Price-Gouging Big Pharma

Confirming what most Americans intuitively knew, prescription drugs in the United States rank as the most expensive when compared with what citizens of other nations pay, with the average cost of medications in the US exceeding the global median price by some 300 percent.


The index compares the affordability - or lack thereof - for the same drugs across 50 countries, showing how prices in each nation deviate from the global median.
"The medications chosen for comparison span a variety of common conditions: from heart disease and asthma, to anxiety disorders and erectile dysfunction," said a press release accompanying the study results. "The average prices of both the brand compound and their generic versions were included in order to have a complete profile of each medication," it added, saying that the dosage size was also normalised.
A long list of potentially life-saving medicines are extremely costly in the US when compared with world averages.

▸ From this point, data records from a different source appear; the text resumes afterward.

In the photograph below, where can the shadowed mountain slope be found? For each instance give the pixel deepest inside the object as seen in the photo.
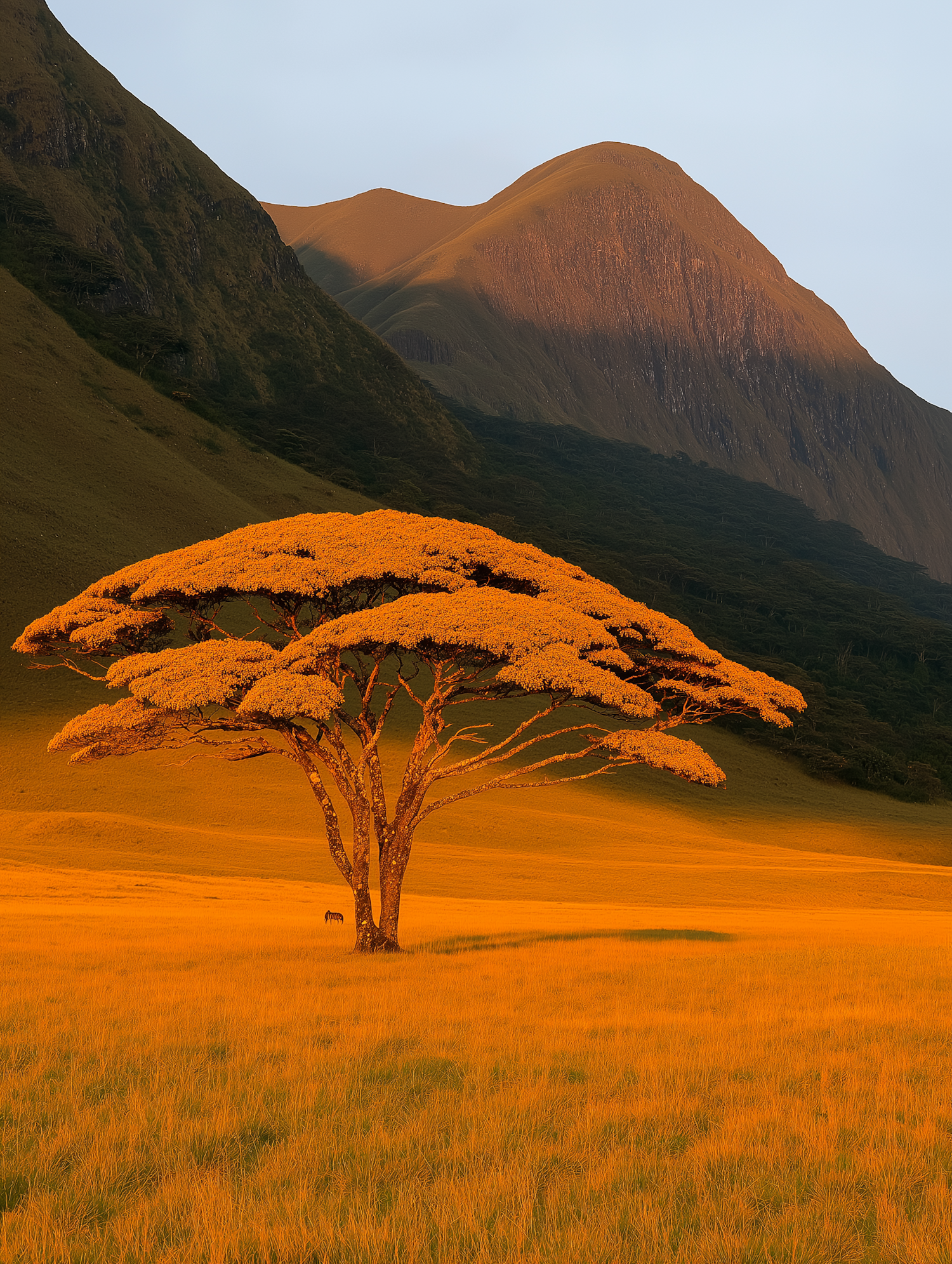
(167, 265)
(100, 470)
(607, 289)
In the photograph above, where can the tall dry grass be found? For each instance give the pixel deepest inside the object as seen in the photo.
(239, 1089)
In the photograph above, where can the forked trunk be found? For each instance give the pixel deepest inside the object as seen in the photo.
(369, 936)
(393, 863)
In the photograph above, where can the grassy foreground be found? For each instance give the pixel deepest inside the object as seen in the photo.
(197, 1070)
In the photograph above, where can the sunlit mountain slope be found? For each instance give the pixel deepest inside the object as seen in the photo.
(607, 289)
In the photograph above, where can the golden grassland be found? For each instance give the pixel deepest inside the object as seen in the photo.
(197, 1070)
(636, 1021)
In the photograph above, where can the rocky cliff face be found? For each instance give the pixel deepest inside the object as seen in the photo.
(91, 178)
(610, 291)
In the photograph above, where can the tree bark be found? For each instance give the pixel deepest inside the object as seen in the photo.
(369, 936)
(393, 866)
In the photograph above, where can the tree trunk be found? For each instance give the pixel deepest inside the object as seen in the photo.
(393, 866)
(369, 936)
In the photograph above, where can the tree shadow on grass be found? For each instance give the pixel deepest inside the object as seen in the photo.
(530, 938)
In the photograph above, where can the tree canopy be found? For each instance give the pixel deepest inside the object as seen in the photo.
(341, 616)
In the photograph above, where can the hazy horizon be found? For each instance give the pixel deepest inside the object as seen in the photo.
(824, 132)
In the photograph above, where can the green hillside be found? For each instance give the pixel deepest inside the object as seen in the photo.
(172, 375)
(100, 469)
(169, 267)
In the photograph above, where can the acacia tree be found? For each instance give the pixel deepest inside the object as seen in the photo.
(345, 613)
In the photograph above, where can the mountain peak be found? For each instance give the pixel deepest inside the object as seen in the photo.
(609, 289)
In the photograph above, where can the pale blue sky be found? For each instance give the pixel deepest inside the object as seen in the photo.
(823, 127)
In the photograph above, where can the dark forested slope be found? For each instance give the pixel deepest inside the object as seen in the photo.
(150, 251)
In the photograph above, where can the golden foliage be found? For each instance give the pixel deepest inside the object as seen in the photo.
(541, 642)
(86, 622)
(314, 554)
(661, 751)
(479, 618)
(322, 559)
(200, 675)
(117, 728)
(286, 695)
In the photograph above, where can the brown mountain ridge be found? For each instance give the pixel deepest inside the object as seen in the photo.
(610, 291)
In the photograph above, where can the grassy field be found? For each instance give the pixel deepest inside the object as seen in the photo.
(195, 1068)
(637, 1021)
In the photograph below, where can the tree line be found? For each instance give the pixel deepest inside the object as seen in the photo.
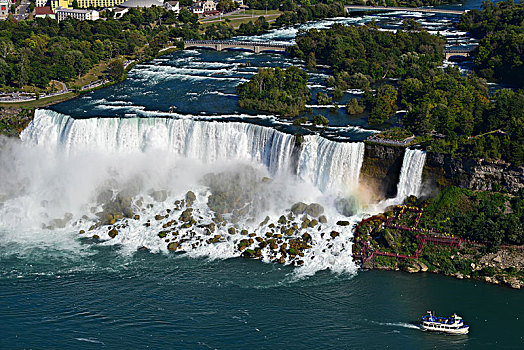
(500, 28)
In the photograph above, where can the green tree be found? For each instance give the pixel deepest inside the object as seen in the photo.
(115, 69)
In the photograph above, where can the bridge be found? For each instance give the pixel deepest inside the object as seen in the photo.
(466, 52)
(220, 45)
(351, 8)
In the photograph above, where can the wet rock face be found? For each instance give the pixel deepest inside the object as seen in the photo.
(190, 198)
(346, 206)
(298, 208)
(240, 192)
(314, 210)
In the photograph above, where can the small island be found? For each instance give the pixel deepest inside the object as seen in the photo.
(276, 90)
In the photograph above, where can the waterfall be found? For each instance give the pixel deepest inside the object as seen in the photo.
(410, 181)
(329, 165)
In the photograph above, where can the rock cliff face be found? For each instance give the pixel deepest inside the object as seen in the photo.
(443, 170)
(382, 165)
(381, 169)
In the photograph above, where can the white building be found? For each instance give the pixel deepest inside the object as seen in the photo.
(4, 9)
(172, 6)
(62, 13)
(43, 12)
(142, 3)
(42, 3)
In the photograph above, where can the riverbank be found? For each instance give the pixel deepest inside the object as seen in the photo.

Insulin - critical for managing diabetes, is  priced far higher in the US than elsewhere.
"Americans pay around five and a half times more than the global median for life-saving insulin," said Daniel Kolb, cofounder and managing director at Medbelle. "To put it into perspective, imagine if an everyday item like a gallon of milk cost $3.50 in Canada, but $22.85 across the border in the US."
Of the 13 vital pharmaceutical medications that were evaluated on a dollar-for-dollar basis - whether paid by individuals or care providers - blood pressure drug Lisinopril showed the greatest deviation in the US, with a price tag that exceeded the global median by some 2,682 percent.
Lipitor, a cholesterol and cardiovascular drug, is 2,175 percent more expensive in the US than the global median, while Zithromax, an antibiotic for bacterial infections, is 1,755 percent more expensive.
Xanax, which is prescribed to treat anxiety and panic disorders, costs 2,568 percent more in the US. Prozac, used for depression and other mental illnesses, is 2,124 percent more expensive in the US than the world median.
For Viagra, the difference was US prices 660 percent higher than the median.
While patents, transportation costs, taxation, purchasing power and income levels all influence the cost of drugs globally, "the deviation unveiled by this study is extreme", said Kolb.